Things are looking up for “Chrisley Knows Best” mom Julie Chrisley.

The 11th U.S. Circuit Court of Appeals in Atlanta on Friday said it will vacate the former USA Network reality star’s current prison sentence for tax evasion. According to court documents obtained by local outlet WSBTV, the district court said it “did not identify the evidence it relied on to hold Julie accountable” for multiple years of fraud also involving her husband Todd Chrisley and their accountant Peter Tarantino starting in 2007.

“We cannot independently find it in the record,” the court document says.

The appeals court said it will hand her case back to the district court “to make the factual findings and calculations necessary to determine loss, restitution, and forfeiture” relating to her new sentence. Julie, 51, is carrying out her prison sentence in a facility in Lexington, Ky.

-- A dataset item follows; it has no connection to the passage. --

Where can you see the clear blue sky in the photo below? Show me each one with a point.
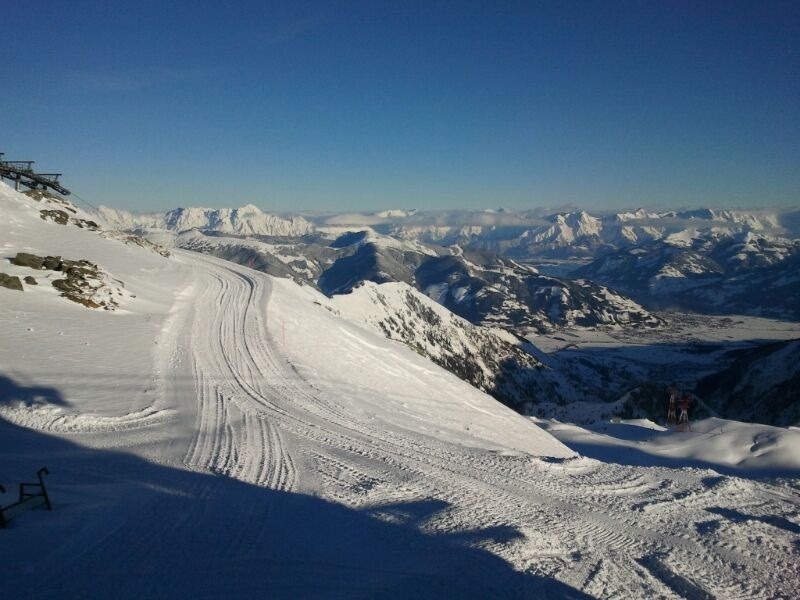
(367, 105)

In June 2022, Todd and Julie Chrisley were convicted of tax evasion and bank fraud. Todd, 56, was initially sentenced to 12 years in Florida’s Federal Prison Camp Pensacola. Julie was initially ordered to serve seven years. Last year, both received reductions in their sentences: Todd is set to be released nearly two years earlier than originally scheduled, and Julie 14 months earlier.

The appeal court’s decision Friday marks a victory for the Chrisley family, whose lawyers have been working to appeal the stars’ verdict and prison sentences since late last year.

Attorney Jay Surgent, one of Julie and Todd’s legal representatives, told The Times in an email statement Monday that his team is “pleased” with the decision and noted that Julie may be eligible for an earlier release. While disappointed that the appeals court did not remand Todd, Surgent said he is hopeful for further appeal efforts.

“We also have other legal maneuvers that will be implemented on Todd’s behalf,” Surgent said.

Savannah Chrisley, the couple’s eldest daughter, broke the news of her mother’s appeal on Saturday. “Didn’t necessarily go as we had hoped but we do have a little win,” the 26-year-old “Unlocked” podcast host said on Instagram.

“For that I am grateful and I hope and pray that the judge can send her home,” Savannah said, before adding she is confident her mother “will be coming sooner rather than later.”

Later in her video, she added: “I have some other ideas up my sleeve to get dad home.”

The Associated Press contributed to this report.